The defendant states in his counter-affidavit that his business calls him to various portions of Owyhee county, and to the states of Nevada and California, and that he can not absent himself from either of said places for any considerable length of time without great inconvenience and serious moneyed loss. That he has already been greatly inconvenienced in his business by his attendance on the two trials of said action just had, and can not go into the immediate preparation for another trial and proceed to Ada county for trial at the next term of said court without great personal annoyance and seriously interrupting the course of his business, to his great damage. It is difficult to see from these statements, which at best are mere opinions, how a trial in Ada county would more seriously annoy him or injure his business than would another trial in Owyhee county. He would be obliged to absent himself from his regular business, and from Nevada and California, as much in a trial in Owyhee as in Ada county.
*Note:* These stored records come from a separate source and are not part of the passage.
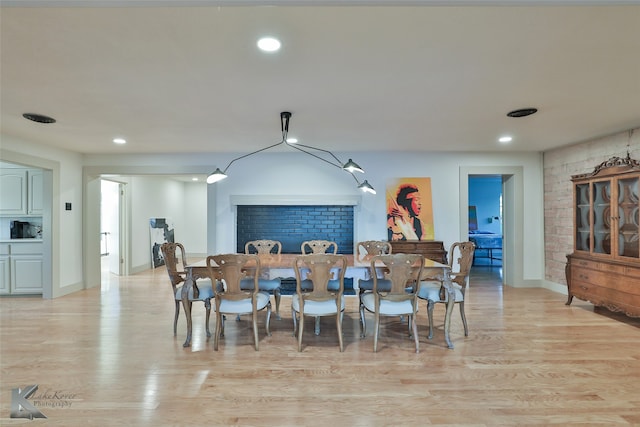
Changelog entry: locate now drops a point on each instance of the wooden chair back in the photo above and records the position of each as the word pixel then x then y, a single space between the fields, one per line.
pixel 460 261
pixel 263 247
pixel 175 261
pixel 402 270
pixel 231 269
pixel 319 247
pixel 320 269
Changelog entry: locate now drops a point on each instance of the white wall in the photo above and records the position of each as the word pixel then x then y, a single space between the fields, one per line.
pixel 157 197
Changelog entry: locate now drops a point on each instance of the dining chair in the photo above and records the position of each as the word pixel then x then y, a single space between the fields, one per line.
pixel 400 270
pixel 175 260
pixel 318 247
pixel 231 299
pixel 460 262
pixel 320 300
pixel 273 286
pixel 372 248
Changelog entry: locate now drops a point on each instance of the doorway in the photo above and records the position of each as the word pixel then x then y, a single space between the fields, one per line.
pixel 512 179
pixel 111 229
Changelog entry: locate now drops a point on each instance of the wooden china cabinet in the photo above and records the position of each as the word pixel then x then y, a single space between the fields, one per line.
pixel 605 265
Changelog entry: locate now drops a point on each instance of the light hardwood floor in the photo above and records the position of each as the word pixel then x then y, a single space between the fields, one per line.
pixel 107 357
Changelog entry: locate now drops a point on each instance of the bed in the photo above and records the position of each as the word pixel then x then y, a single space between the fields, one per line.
pixel 486 242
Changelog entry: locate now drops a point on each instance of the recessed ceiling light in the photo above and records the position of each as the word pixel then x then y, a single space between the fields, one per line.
pixel 522 112
pixel 38 118
pixel 269 44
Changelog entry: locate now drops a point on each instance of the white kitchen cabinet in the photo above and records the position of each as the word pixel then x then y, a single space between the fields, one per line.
pixel 5 277
pixel 35 191
pixel 13 191
pixel 21 191
pixel 21 268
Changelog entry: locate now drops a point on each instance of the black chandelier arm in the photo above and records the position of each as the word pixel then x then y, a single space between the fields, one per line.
pixel 319 149
pixel 296 146
pixel 251 154
pixel 354 177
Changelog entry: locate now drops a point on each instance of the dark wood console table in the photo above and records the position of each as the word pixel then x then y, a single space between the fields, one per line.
pixel 431 249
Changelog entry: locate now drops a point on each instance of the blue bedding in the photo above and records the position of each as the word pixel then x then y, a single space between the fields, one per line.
pixel 486 240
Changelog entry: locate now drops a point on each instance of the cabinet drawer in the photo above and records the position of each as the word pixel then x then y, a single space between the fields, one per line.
pixel 606 297
pixel 602 266
pixel 618 282
pixel 30 248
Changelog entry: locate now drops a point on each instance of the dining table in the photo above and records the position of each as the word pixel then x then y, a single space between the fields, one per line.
pixel 274 266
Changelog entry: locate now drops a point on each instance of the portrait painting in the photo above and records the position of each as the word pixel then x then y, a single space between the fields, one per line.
pixel 409 209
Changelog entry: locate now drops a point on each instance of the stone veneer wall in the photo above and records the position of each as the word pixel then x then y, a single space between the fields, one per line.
pixel 559 165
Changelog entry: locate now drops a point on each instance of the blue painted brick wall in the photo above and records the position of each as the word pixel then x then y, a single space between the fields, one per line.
pixel 294 224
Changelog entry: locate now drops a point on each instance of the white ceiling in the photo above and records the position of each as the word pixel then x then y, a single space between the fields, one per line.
pixel 357 75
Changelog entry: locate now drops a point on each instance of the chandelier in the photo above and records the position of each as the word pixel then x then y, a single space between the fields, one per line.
pixel 324 155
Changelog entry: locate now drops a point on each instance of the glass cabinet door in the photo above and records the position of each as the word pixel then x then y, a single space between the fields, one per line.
pixel 582 211
pixel 602 216
pixel 627 226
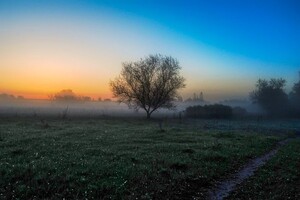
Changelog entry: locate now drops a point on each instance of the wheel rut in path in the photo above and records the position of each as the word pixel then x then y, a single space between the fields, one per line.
pixel 224 188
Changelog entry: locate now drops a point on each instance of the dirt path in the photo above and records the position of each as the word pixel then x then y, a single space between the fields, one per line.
pixel 224 188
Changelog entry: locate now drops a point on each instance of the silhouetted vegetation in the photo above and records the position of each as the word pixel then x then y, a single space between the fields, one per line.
pixel 270 95
pixel 295 100
pixel 209 111
pixel 150 83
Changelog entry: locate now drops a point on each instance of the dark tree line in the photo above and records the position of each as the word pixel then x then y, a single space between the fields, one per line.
pixel 273 99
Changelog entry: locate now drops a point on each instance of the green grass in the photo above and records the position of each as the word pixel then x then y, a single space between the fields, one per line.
pixel 118 158
pixel 278 179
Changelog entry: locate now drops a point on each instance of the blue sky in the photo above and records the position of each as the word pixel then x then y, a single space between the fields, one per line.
pixel 223 46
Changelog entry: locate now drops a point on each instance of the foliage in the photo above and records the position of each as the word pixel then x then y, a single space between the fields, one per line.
pixel 150 83
pixel 209 111
pixel 295 99
pixel 270 96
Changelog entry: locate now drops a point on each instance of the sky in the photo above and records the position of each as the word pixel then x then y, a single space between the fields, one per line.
pixel 223 46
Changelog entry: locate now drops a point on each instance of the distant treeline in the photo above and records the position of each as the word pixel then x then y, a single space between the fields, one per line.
pixel 272 98
pixel 218 111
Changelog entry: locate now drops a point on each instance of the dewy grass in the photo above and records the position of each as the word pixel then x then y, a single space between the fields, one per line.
pixel 118 159
pixel 278 179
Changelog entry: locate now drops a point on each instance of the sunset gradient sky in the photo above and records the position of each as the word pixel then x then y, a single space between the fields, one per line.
pixel 222 46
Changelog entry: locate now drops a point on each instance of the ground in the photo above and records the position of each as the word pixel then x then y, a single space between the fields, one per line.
pixel 129 158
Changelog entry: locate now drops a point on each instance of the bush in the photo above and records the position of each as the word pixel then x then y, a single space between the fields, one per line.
pixel 209 111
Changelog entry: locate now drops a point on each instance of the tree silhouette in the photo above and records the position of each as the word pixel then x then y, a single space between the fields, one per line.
pixel 150 83
pixel 295 98
pixel 271 96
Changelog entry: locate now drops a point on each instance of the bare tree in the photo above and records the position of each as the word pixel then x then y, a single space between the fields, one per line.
pixel 150 83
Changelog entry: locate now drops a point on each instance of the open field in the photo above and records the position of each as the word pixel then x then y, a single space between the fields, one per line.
pixel 117 158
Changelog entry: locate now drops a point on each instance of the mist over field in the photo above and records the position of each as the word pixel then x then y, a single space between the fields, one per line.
pixel 48 108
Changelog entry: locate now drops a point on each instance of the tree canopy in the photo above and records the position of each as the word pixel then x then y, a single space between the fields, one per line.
pixel 150 83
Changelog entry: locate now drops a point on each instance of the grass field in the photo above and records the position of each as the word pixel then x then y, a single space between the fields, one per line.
pixel 278 179
pixel 124 158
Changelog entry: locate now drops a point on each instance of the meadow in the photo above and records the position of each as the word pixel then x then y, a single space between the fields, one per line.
pixel 133 158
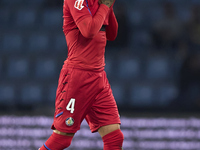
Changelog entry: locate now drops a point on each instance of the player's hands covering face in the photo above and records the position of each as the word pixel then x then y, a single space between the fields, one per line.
pixel 106 2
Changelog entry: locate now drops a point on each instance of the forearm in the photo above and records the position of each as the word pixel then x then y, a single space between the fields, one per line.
pixel 112 28
pixel 90 26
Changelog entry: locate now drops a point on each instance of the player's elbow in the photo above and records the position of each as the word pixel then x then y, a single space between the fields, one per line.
pixel 89 35
pixel 111 37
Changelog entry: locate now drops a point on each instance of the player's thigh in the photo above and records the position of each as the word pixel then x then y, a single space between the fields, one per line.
pixel 104 112
pixel 108 129
pixel 63 133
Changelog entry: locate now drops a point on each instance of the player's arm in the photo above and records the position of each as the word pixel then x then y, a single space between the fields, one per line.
pixel 112 27
pixel 88 25
pixel 91 25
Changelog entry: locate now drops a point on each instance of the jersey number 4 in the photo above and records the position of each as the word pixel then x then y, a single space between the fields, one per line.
pixel 70 105
pixel 79 4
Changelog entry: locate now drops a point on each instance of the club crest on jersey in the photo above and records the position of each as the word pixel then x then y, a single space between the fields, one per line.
pixel 69 121
pixel 79 4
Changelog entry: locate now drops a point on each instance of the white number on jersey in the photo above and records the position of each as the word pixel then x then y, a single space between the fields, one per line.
pixel 70 105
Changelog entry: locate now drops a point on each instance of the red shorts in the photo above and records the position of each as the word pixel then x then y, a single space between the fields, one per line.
pixel 84 94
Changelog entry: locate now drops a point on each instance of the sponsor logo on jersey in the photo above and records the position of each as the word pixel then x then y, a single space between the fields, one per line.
pixel 79 4
pixel 69 121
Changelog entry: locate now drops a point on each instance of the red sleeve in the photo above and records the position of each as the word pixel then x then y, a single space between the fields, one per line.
pixel 112 28
pixel 88 25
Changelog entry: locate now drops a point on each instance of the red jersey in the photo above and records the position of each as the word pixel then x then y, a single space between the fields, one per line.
pixel 83 20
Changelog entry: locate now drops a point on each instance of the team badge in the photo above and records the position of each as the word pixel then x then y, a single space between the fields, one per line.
pixel 69 121
pixel 79 4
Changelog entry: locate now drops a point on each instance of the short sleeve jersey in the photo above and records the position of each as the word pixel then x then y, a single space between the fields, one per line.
pixel 84 53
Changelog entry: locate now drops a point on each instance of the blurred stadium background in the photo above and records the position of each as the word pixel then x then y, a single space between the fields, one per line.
pixel 153 68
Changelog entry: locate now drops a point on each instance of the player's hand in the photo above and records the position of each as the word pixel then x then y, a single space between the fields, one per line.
pixel 106 2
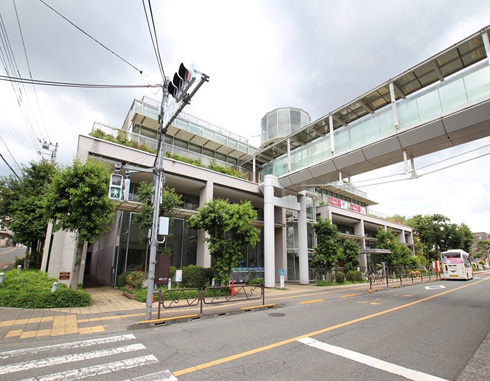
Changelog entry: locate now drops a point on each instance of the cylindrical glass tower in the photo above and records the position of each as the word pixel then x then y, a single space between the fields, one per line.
pixel 282 122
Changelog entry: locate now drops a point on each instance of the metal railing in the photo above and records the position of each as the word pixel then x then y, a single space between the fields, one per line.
pixel 193 297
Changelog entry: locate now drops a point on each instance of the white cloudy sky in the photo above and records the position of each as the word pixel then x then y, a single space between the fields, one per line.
pixel 260 55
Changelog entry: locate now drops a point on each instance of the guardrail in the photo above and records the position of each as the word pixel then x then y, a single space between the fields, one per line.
pixel 401 277
pixel 193 297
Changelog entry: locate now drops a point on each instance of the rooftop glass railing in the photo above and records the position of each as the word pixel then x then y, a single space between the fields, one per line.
pixel 456 92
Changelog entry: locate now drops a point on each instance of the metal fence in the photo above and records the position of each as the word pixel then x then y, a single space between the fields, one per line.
pixel 193 297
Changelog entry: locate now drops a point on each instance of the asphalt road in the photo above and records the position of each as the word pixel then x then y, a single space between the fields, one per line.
pixel 8 255
pixel 423 332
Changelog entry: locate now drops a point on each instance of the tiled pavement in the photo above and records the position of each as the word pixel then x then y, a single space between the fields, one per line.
pixel 110 312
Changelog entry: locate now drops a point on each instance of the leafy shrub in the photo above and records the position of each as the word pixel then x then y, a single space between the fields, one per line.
pixel 135 279
pixel 353 276
pixel 194 276
pixel 121 279
pixel 339 277
pixel 32 289
pixel 258 281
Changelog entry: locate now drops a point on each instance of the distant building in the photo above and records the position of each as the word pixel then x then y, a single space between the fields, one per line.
pixel 479 236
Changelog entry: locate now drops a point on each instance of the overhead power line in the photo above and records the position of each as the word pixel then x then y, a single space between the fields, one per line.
pixel 88 35
pixel 154 40
pixel 70 84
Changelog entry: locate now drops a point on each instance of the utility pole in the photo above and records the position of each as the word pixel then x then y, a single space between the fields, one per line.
pixel 158 180
pixel 178 88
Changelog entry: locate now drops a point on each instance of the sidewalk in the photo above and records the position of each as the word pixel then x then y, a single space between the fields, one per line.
pixel 113 312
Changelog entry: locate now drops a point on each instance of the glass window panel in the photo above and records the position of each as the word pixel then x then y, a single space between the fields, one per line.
pixel 283 122
pixel 477 82
pixel 208 152
pixel 429 104
pixel 232 143
pixel 305 118
pixel 195 129
pixel 452 93
pixel 407 112
pixel 371 128
pixel 281 166
pixel 386 121
pixel 220 139
pixel 194 148
pixel 341 139
pixel 295 120
pixel 209 134
pixel 356 134
pixel 264 129
pixel 272 125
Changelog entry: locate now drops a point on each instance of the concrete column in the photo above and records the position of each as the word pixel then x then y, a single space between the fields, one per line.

&nd from the fact, taking his statement as true, that the only witnnsses to the facts connected with his counter-claim were the parties to the action, it is equally difficult to see why he could not go into the immediate preparation for another trial and proceed to Ada county without great personal annoyance and serious interruption to his business. By this showing he needed no witnesses, and the business season was brought to a close, or nearly so, and the next *722term of the Owybee court would be at a season when business men, and especially those having business in distant states, would be more seriously incommoded by forced absence than in November, when the Ada county court convened.
These reasons, and the other, which courts always take notice of in applications of this kind, that parties acting on the defense usually work for delay, were considerations which addressed themselves to my mind in granting the change of venue.
In giving my views, I wish to lay down this proposition as a rule in cases of this kind, to wit, that as a principle of law it can not be held that a court has abused its discretion, unless it is made to appear by an explicit statement of facts that its exercise has clearly worked an injury to the party who complains of its action.